It has become apparent that in many problems that require machine learning based solutiuons, the complexity of the data's underlying patterns is not always directly captured by the sets of signals directly measurable from the process. Moreover, increasing the number of instances or data samples captured does not lead to any improvement in the predictive quality of the systems. The expansion of the representation space of machine learning algorithms has beed widely acknowledged as one of the crucial factors in improving their predictive performance. Through the design of new features, new information is readily made available to the machine learning algorithm allowing for dramatic performance increases should such features be relevant to the problem being solved.
New features can be constructued in a variety of ways, from applying simple fixed mathematical operations using single features of single instances to applying complex functions involving many samples spread acrosss the existing variable space. The Features Analytics process of designing features relies on a multitude of approaches not only to engineer and efficiently calculate features, but also to test their relevance within the context of the problem at hand. The ever-increasing amount of data available as well as the speed with which is generated does pose a huge challenge for organizations, not only from an analysis and modeling standpoint but also from a pure computational one as well: benefitting from Features Analytics' fast and efficient calculation of multiple complex mathematical operations using data spread across both time and existing feature space, organizations can improve not only the speed with which business insights are generated but the quality of these insights as well, as more features can be calculated and evaluated during the feature design process.

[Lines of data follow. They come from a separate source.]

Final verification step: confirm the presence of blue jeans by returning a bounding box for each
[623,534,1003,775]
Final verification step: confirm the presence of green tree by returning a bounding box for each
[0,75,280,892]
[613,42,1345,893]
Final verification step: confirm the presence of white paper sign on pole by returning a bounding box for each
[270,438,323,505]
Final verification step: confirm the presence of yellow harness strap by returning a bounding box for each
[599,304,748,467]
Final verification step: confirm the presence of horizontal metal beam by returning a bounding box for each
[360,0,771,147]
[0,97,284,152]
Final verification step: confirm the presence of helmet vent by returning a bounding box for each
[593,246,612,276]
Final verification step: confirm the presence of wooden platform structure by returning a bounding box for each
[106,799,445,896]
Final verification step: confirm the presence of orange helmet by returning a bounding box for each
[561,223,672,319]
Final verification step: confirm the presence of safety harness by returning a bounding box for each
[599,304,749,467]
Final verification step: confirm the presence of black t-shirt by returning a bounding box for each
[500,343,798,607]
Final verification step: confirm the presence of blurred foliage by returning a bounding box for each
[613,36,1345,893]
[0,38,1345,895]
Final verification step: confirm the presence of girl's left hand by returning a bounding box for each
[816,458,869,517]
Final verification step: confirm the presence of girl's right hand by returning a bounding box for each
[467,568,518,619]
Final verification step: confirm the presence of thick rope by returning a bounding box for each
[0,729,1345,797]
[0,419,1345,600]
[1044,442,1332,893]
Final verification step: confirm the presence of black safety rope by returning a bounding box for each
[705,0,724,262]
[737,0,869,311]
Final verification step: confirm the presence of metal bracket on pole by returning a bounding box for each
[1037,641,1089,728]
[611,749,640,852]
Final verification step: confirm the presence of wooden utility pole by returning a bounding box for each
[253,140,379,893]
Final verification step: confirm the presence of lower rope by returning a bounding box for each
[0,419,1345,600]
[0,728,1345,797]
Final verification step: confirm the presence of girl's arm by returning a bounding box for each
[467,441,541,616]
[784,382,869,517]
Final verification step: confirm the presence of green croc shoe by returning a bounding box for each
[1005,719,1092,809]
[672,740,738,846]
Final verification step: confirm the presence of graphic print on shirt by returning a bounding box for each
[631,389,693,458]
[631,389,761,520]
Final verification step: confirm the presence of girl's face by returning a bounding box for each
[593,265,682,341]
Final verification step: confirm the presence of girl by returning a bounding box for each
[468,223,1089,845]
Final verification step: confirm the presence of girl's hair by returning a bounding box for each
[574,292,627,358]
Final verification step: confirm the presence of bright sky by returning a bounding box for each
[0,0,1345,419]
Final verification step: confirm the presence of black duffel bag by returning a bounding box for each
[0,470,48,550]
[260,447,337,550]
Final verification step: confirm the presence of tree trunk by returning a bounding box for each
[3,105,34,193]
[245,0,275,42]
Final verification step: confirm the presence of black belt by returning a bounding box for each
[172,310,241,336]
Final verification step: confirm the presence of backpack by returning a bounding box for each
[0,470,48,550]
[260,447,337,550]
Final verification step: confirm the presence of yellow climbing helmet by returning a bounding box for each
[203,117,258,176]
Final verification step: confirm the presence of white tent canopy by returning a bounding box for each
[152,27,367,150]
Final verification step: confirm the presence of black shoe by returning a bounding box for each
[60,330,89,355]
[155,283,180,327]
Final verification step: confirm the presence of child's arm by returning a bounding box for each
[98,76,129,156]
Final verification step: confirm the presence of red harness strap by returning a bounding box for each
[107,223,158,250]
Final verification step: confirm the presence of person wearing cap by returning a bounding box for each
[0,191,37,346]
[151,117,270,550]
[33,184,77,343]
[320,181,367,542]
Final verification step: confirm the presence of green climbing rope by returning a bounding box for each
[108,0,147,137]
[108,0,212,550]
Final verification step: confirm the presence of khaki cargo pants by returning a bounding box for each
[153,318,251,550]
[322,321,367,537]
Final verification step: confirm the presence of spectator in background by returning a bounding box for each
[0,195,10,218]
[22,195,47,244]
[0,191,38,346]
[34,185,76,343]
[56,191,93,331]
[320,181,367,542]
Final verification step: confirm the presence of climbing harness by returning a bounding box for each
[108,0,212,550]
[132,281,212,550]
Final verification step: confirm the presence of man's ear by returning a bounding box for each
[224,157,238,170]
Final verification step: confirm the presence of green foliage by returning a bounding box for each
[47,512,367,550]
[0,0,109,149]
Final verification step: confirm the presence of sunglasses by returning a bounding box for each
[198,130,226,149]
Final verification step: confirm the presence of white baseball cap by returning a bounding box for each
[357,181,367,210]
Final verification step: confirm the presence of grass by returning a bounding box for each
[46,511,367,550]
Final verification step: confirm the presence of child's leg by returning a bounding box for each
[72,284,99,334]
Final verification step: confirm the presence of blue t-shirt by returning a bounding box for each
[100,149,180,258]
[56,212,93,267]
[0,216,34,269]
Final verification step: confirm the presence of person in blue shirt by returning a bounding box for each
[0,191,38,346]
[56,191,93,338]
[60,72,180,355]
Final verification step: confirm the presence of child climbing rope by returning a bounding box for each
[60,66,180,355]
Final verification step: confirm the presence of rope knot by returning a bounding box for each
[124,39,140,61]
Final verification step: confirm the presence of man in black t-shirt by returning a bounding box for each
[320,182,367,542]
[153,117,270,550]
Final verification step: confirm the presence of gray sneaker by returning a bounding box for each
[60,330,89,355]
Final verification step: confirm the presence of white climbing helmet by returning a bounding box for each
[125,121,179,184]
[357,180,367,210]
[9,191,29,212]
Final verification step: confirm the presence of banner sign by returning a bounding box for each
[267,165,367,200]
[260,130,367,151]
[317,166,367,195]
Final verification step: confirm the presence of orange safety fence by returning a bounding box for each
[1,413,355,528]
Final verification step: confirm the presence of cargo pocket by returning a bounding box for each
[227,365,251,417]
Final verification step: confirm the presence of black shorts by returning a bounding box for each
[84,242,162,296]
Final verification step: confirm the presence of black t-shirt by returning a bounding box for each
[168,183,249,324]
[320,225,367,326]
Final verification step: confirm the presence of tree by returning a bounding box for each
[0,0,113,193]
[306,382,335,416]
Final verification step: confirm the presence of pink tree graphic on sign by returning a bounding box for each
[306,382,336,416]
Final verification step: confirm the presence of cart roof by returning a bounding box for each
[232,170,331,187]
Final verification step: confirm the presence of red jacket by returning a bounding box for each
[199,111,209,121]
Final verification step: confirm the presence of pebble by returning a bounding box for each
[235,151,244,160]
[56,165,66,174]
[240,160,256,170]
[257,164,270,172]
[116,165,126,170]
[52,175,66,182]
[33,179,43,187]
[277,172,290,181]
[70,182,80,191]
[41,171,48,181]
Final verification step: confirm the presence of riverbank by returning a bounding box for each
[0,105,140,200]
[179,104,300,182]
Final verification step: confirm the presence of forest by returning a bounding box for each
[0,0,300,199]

While generating many complex features can certainly be beneficial to the final performance of predictive models, their employment alone does not necessarily guarantee this. Hence, the whole design process is organized in an iterative manner such that in each iteration features are being engineered, their quality assesed and, depending of their predictive qualities either discarded or kept and passed in the next iteration, until the desired performance is achieved. Exploiting both computational efficiency as well as rigorous testing and business knowledge, Features Analytics' feature design process yields up to hundreds of new relevant predictive features to support organizations to use in their analytical endeavours.